The biological basis of dexmedetomidine in reducing mortality mainly comes from experimental evidence. That is, dexmedetomidine has a protective effect on brain tissue, myocardial and kidney injury, , , as well as the decrease of inflammatory factors and mortality , in animal models. Similar to previous results, our comprehensive analysis found that dexmedetomidine did not reduce the mortality of patients with mechanical ventilation compared with the control group (RR = 0.77, 95% CI: 0.59 to 1.02), suggesting that the experimental results may not be applied to human experiments. Our findings indicate that dexmedetomidine did not reduce ICU length of stay compared with the control group. Only one study showed that dexmedetomidine could reduce the length of stay in ICU, which can be explained as follows: First, the sample size of Huang Z's study is small and only 62 participants were included. The small size means that the study lacked sufficient statistical power. Second, population differences may be one of the reasons for the differences in results. For example, the study population of Huang Z's research is Chinese people, while the study population of other research is non‐Chinese people.

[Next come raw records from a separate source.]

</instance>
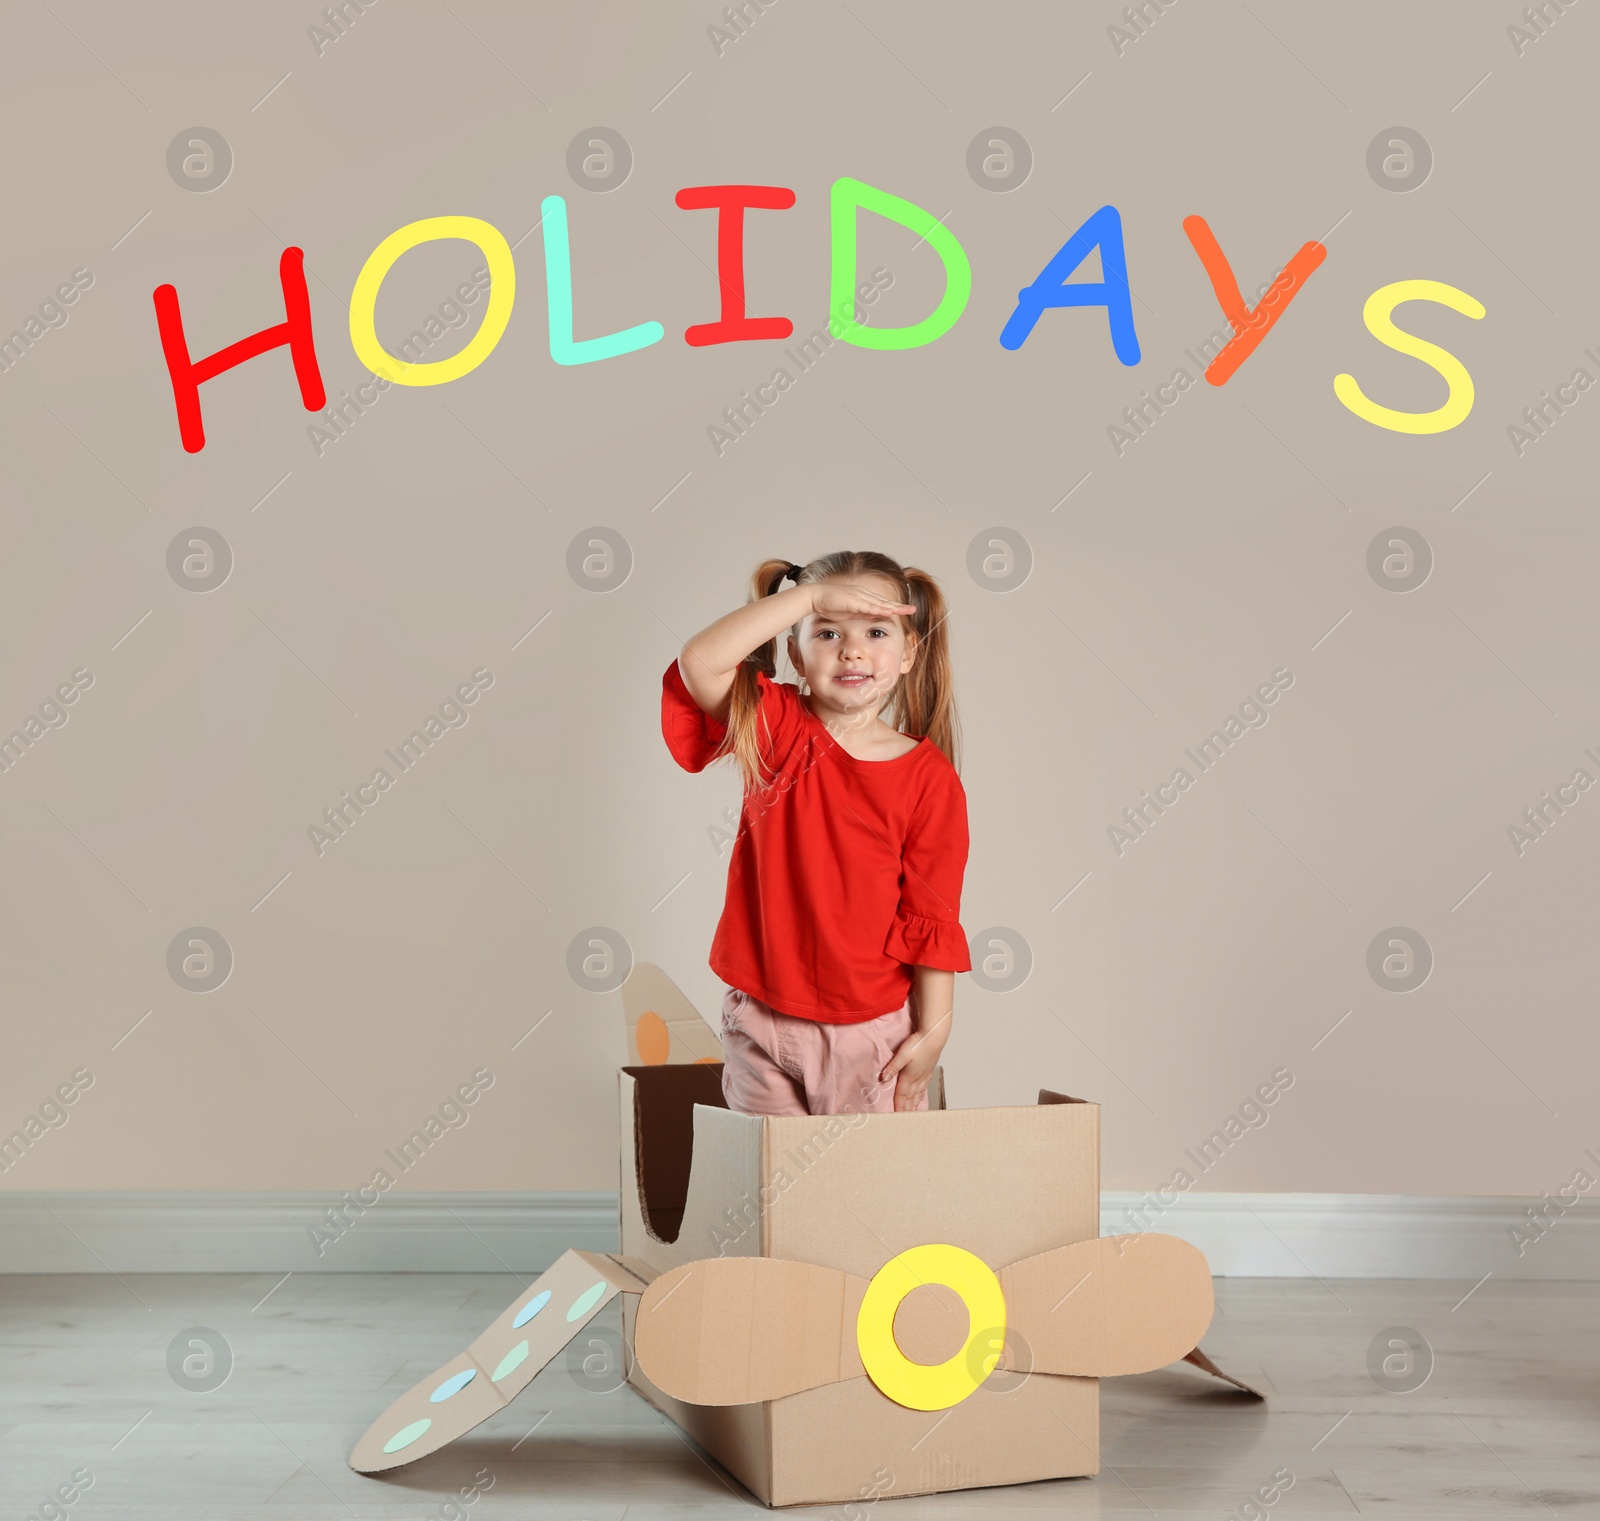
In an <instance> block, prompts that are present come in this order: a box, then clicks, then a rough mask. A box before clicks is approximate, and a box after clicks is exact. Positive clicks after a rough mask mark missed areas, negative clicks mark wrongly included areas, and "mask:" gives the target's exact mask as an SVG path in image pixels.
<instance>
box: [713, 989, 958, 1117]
mask: <svg viewBox="0 0 1600 1521" xmlns="http://www.w3.org/2000/svg"><path fill="white" fill-rule="evenodd" d="M912 1024H914V1022H912V1012H910V1000H909V998H907V1000H906V1003H902V1004H901V1006H899V1008H898V1009H894V1012H893V1014H880V1016H878V1017H877V1019H864V1020H861V1022H859V1024H854V1025H829V1024H822V1022H821V1020H816V1019H800V1017H797V1016H794V1014H779V1012H778V1011H776V1009H774V1008H771V1006H770V1004H765V1003H762V1000H760V998H752V996H750V995H749V993H742V992H739V988H728V992H726V995H725V996H723V1000H722V1062H723V1065H722V1096H723V1097H725V1099H726V1100H728V1108H731V1110H738V1112H739V1113H741V1115H891V1113H894V1086H896V1080H894V1078H891V1080H890V1081H886V1083H885V1081H883V1080H882V1073H883V1068H885V1067H886V1065H888V1062H890V1057H893V1056H894V1052H896V1051H898V1049H899V1048H901V1044H902V1043H904V1040H906V1038H907V1036H909V1035H910V1033H912ZM926 1107H928V1096H926V1094H923V1096H922V1102H920V1104H918V1105H917V1108H926Z"/></svg>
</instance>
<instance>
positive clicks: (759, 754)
mask: <svg viewBox="0 0 1600 1521" xmlns="http://www.w3.org/2000/svg"><path fill="white" fill-rule="evenodd" d="M786 581H792V582H794V585H792V587H786V585H784V582H786ZM946 616H947V614H946V605H944V595H942V592H941V590H939V584H938V582H936V581H934V579H933V577H931V576H930V574H926V573H925V571H918V569H915V568H909V566H907V568H902V566H899V565H898V563H896V561H894V560H891V558H890V557H888V555H878V553H872V552H840V553H835V555H824V557H822V558H821V560H813V561H811V563H810V565H803V566H800V565H790V563H789V561H786V560H766V561H763V563H762V566H760V568H758V569H757V571H755V576H754V579H752V582H750V598H749V601H747V603H746V606H742V608H739V609H736V611H734V613H730V614H728V616H726V617H720V619H717V622H714V624H712V625H710V627H709V629H702V630H701V632H699V633H696V635H694V638H691V640H690V641H688V643H686V645H685V646H683V649H682V653H680V654H678V659H677V661H674V664H672V665H669V667H667V672H666V675H664V677H662V685H661V731H662V736H664V737H666V741H667V749H669V750H670V752H672V757H674V760H677V763H678V764H680V766H683V768H685V769H686V771H702V769H704V768H706V766H707V764H710V761H714V760H717V758H718V757H725V755H731V757H734V760H736V761H738V764H739V768H741V771H742V772H744V784H746V785H744V806H742V809H741V816H739V833H738V838H736V840H734V843H733V854H731V857H730V862H728V896H726V902H725V905H723V910H722V920H720V921H718V924H717V934H715V937H714V940H712V947H710V968H712V971H714V972H717V976H718V977H722V979H723V982H726V984H730V987H728V992H726V995H725V998H723V1004H722V1051H723V1072H722V1089H723V1096H725V1097H726V1100H728V1107H730V1108H734V1110H739V1112H742V1113H747V1115H806V1113H810V1115H843V1113H853V1112H862V1113H888V1112H893V1110H923V1108H926V1107H928V1081H930V1078H931V1076H933V1072H934V1067H936V1065H938V1062H939V1052H941V1051H942V1049H944V1043H946V1041H947V1040H949V1036H950V1014H952V1001H954V993H955V972H965V971H970V969H971V960H970V958H968V953H966V934H965V932H963V929H962V926H960V918H958V915H960V900H962V876H963V873H965V870H966V849H968V838H966V793H965V792H963V790H962V782H960V777H958V776H957V771H955V766H957V749H955V747H957V721H955V705H954V702H952V697H950V657H949V645H947V638H946V632H944V622H946ZM786 630H787V633H789V646H787V649H789V661H790V664H792V665H794V669H795V672H797V675H798V677H800V681H802V686H794V685H790V683H787V681H784V683H779V681H774V680H773V677H774V672H776V665H774V654H776V640H778V635H779V633H782V632H786ZM885 710H886V712H888V717H890V720H893V721H891V723H886V721H885V720H883V717H880V713H883V712H885ZM902 728H904V729H906V731H909V733H901V729H902Z"/></svg>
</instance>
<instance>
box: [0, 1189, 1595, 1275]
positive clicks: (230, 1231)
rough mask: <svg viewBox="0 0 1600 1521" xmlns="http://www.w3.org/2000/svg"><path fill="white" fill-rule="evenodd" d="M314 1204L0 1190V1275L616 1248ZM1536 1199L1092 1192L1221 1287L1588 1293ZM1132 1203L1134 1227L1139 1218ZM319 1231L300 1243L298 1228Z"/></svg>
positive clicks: (250, 1197)
mask: <svg viewBox="0 0 1600 1521" xmlns="http://www.w3.org/2000/svg"><path fill="white" fill-rule="evenodd" d="M338 1203H341V1200H339V1198H338V1196H334V1195H325V1193H0V1273H288V1271H309V1273H330V1271H331V1273H357V1271H358V1273H448V1271H472V1273H483V1271H496V1270H510V1271H517V1273H530V1275H531V1273H536V1271H541V1270H542V1268H546V1267H549V1265H550V1264H552V1262H554V1260H555V1259H557V1257H558V1256H560V1254H562V1251H565V1249H566V1248H568V1246H581V1248H586V1249H587V1251H616V1248H618V1235H616V1230H618V1217H616V1195H614V1193H384V1195H379V1196H378V1203H376V1204H373V1206H371V1208H368V1209H365V1211H363V1212H362V1214H360V1216H354V1211H352V1217H350V1224H349V1225H347V1227H346V1228H344V1232H342V1235H338V1236H334V1235H333V1232H331V1228H330V1227H328V1222H326V1220H325V1211H326V1209H328V1208H330V1206H334V1204H338ZM1536 1203H1541V1201H1536V1200H1522V1198H1509V1196H1507V1198H1419V1196H1411V1195H1379V1193H1186V1195H1181V1196H1179V1198H1178V1200H1176V1203H1174V1204H1171V1208H1168V1209H1165V1211H1162V1209H1160V1204H1158V1200H1155V1196H1154V1195H1134V1193H1106V1195H1102V1196H1101V1232H1102V1233H1104V1235H1120V1233H1125V1232H1131V1230H1139V1228H1144V1230H1158V1232H1163V1233H1168V1235H1174V1236H1182V1238H1184V1240H1186V1241H1192V1243H1194V1244H1195V1246H1198V1248H1200V1249H1202V1251H1203V1252H1205V1254H1206V1259H1208V1260H1210V1264H1211V1270H1213V1271H1214V1273H1218V1275H1219V1276H1226V1278H1304V1276H1317V1278H1453V1279H1464V1281H1467V1283H1475V1281H1477V1279H1480V1278H1482V1276H1483V1275H1486V1273H1494V1275H1496V1276H1499V1278H1538V1279H1579V1281H1600V1209H1597V1206H1595V1203H1592V1201H1581V1203H1579V1204H1578V1206H1576V1208H1573V1209H1568V1212H1566V1214H1565V1217H1560V1219H1555V1220H1554V1222H1552V1224H1550V1225H1549V1228H1547V1232H1546V1233H1544V1235H1542V1236H1541V1238H1538V1240H1533V1241H1531V1243H1528V1244H1526V1246H1525V1248H1523V1252H1522V1254H1520V1256H1518V1251H1517V1244H1515V1243H1514V1240H1512V1236H1510V1227H1512V1225H1525V1211H1526V1209H1528V1206H1530V1204H1536ZM1141 1204H1142V1206H1144V1212H1142V1216H1141V1214H1138V1211H1139V1206H1141ZM314 1228H317V1230H320V1232H323V1233H325V1240H320V1241H314V1238H312V1230H314Z"/></svg>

It should be emphasized that this study does have limitations, and they are as follows. First, for classified variables, we could accurately extract relevant data for subsequent meta‐analysis. However, for continuous variables, most of the results were expressed as median and IQR or median and SD, and therefore, could not be used for subsequent comprehensive analysis. In this case, only descriptive analysis could be conducted for such data. Second, it is generally known that the type of MV is closely related to final outcome. However, some included studies did not describe in detail whether patients used invasive or non‐invasive MV. Therefore, subgroup analysis could not be performed according to ventilator type. Third, we could not obtain the original data from the included studies for individual meta‐analysis. Fourth, although all the included studies were RCTs, there were still heterogeneity in the final results, suggesting that the conclusions made in this study still need to be viewed cautiously in clinical practice. Final, it should be emphasized that early published studies suggested that dexmedetomidine and control group have no significant difference in reducing delirium. However, recently published studies have shown that dexmedetomidine significantly reduces the incidence of delirium compared to control. Therefore, it is possible that with the increase in related studies, the results of comprehensive analysis might support that dexmedetomidine significantly reduces the incidence of delirium compared to control.

CONCLUSIONS

Our meta‐analysis indicated that compared with the control group, the dexmedetomidine group showed no statistically significant difference between mortality and prognosis in ICU patients requiring MV. However, in view of several limitations of this study, this conclusion still needs to be carefully adopted in clinical practice, and more RCTs are needed to validate this conclusion.

DATA SHARING AND DATA ACCESSIBILITY

All data generated and analyzed in the study are available from the corresponding author upon reasonable request.

DISCLOSURES

The authors have no conflict of interest to declare.

AUTHOR CONTRIBUTIONS

All authors participated in the whole process of this study and approved the final version.